Nunca había vivido una pandemia. Pasamos de la actividad al sedentarismo, de una vida social constante a comunicarnos mediante una pantalla, de una economía asfixiante a una nula, de una política inestable a una crisis que no cesa. El confinamiento fue abrumador hasta que terminó. Algunos se olvidaron de la enfermedad —me incluyo en ello, y quizá por eso ahora tengo que asumir las consecuencias del virus—, otros tomaban las precauciones al pie de la letra. Siempre me pareció un exceso. Es difícil que te arrebaten un estilo de vida y abraces lo desconocido. Al menos para mí fue complicado. La ansiedad se volvió mi mayor enemiga y, hasta ahora, lo sigue siendo.
En medio del claustro que significó usar una mascarilla todos los días, las vacunas fueron un bálsamo. Hubo algarabía por doquier y no es para menos. No obstante, estamos acostumbrados a que no duren las buenas noticias. Nunca falta quienes se saltan la fila, aquellos funcionarios que se inocularon a espaldas de la población. Es lamentable que, durante una crisis que arrebata vidas a diario, existan conductas sucias, nefastas, atroces. Tuvimos la tasa de mortalidad máxima en el mundo y, pese a que actualmente la mayoría cuenta con dosis de protección, los contagios aumentan.

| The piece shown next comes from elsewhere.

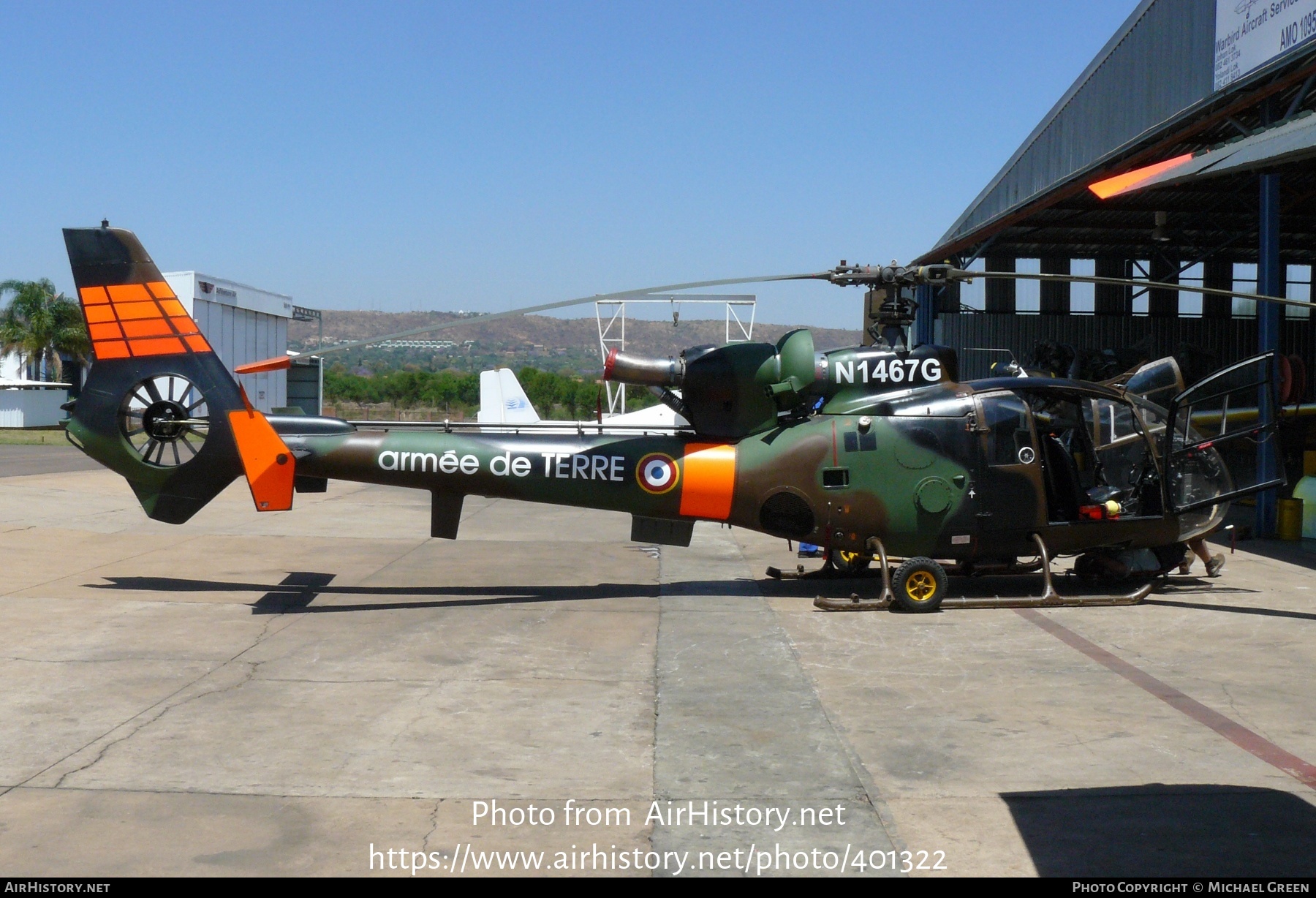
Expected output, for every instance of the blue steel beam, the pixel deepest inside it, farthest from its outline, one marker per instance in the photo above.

Estos acontecimientos nos sacaron de la realidad alternativa que estábamos formando: reuniones, fiestas y celebraciones de Navidad o Año nuevo. Tampoco lo vamos a negar. Queremos nuestra vida de vuelta y hemos ido a por ella sin excepciones. No sabemos donde encontrarla, pero nos basta con escapar de la rutina y las asfixiantes mascarillas que se convirtieron en accesorios. Atravesamos la inmovilización social obligatoria, aunque no creo que eso haya servido de algo en un país que pide a gritos reactivación, no estancamiento. Avanzamos pequeños pasos, pero volvimos a retroceder. En realidad, quizá nunca avanzamos.

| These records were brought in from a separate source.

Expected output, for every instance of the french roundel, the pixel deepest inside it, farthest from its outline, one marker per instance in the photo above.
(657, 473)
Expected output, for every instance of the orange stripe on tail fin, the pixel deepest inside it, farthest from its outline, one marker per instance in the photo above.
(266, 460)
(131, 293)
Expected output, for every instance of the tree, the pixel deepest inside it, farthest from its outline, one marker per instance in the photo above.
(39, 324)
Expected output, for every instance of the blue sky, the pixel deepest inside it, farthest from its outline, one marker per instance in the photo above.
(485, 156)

A lo largo de todo este tiempo, he analizado diversos escritos sobre el coronavirus, pero no tienen remate porque nadie sabe el final. Me atrevo a escribir sobre ello por primera vez con un recuerdo inédito de lo que fue el coronavirus a mi corta edad. Quizá caigo en la ignorancia o hago el intento de percibir un desenlace onírico positivo, pues hace unos días el gobierno levantó las restricciones pandémicas en su totalidad. De todos modos, hace mucho que dejé de usar máscara. Asumo que son noticias positivas que debo tomar como paliativos pese a no conocer lo que va a pasar mañana. Espero que esta vez realmente todo sea mejor. Aun así resulta imposible no describir los pensamientos de una crisis, una temporada inacabada.